The measures announced deal with personal, business, property and investment taxation but whether any will have a significant effect on the man in the street or the farmer in his yard remains to be seen.
It is the announcements on investment in infrastructure in the days leading up to the Statement that will change all of our lives here in the West Country. Of course, we have heard many times of successive governments good intentions regarding the upgrading of the A303 but finally, given the fanfare surrounding proposals to tunnel under Stonehenge and to provide dual carriageway to within 12 miles of the Lizard, it may be about to happen.
How will all this affect the rural economy though?
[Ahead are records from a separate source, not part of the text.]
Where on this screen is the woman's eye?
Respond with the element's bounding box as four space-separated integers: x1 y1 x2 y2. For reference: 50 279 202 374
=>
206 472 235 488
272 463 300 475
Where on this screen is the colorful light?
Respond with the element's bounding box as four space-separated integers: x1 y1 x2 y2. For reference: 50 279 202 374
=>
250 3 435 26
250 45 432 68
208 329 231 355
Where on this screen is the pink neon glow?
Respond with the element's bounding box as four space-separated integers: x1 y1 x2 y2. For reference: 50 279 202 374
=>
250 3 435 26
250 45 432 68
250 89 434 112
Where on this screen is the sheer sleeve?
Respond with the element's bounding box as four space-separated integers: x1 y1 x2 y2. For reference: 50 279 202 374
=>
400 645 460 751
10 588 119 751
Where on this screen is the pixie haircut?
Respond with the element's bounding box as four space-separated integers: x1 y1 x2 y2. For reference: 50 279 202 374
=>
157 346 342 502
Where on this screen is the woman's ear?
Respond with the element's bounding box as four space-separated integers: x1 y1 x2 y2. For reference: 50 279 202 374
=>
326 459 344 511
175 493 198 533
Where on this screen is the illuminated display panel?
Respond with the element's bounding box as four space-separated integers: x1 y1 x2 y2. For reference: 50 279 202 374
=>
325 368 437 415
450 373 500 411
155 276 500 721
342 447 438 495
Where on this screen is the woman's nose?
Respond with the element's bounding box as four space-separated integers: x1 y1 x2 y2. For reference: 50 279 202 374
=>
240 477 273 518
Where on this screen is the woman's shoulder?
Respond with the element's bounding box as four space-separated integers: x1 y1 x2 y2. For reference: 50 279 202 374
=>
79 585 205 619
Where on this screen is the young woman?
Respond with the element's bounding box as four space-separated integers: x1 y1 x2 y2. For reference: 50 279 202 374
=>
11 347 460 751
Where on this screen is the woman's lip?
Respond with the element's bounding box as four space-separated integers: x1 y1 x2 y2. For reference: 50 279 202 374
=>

Business rates relief is to be doubled and there is to be a full review of the structure of business rates. John Mortimer of the CLA said: “This marks a major breakthrough in a long running campaign by a range of business organisations to end perceived unfairness in the way business rates works. The Government had resisted this for a long time and so a concession to allow a ‘long term’ review is significant.”
As the headlines have told us, Stamp Duty Land Tax (SDLT) has had a major overhaul. It has been transformed from the old ‘Slab’ system where moving from one value bracket to the next created a vacuum in the market at the transition point.
The new system will be banded with zero tax up to £125,000; 2 per cent payable between there and £250,000; 5 per cent from £250k to £950,000; 10 per cent between £950k and £1.5m and 12 per cent over £1.5m.
This means that in any sale under £937,500 there will be less SDLT to pay than previously, however the charge will increase from previous levels as the value of the property increases from that level.
This would appear to be the Coalition Government’s alternative to a Mansion Tax, with a more structured and even system, albeit a tax that is only payable on purchase of a property and not annually.
The important thing to note here is that the changes apply only to residential property sales, and not to commercial property which will stay with the old system.
Sales of agricultural holdings will be treated as commercial sales and it will not be possible to split the farmhouse from the land holding to take advantage of the changes unless it is absolutely clear it is residential only.
It seems that capital allowances and the Annual Investment Allowance have been left to one side. The lack of information is unhelpful though, particularly for farmers who frequently have to make very large payments for costly specialist equipment.
The timing of any such purchases will need to be carefully assessed as we will have to assume the temporary increases will cease. It is therefore advisable to take expert advice should you foresee the need for any significant purchases in the near future.
Mark Seager at Old Mill Accountants said: “As things stand at the moment the Annual Investment Allowance is set to be reduced from £500,000 per annum to £25,000 per annum on the 31 December 2015. As many farmers and agribusinesses exceed this spend, planning for timing of expenditure during the 2015/16 tax year will be absolutely essential.”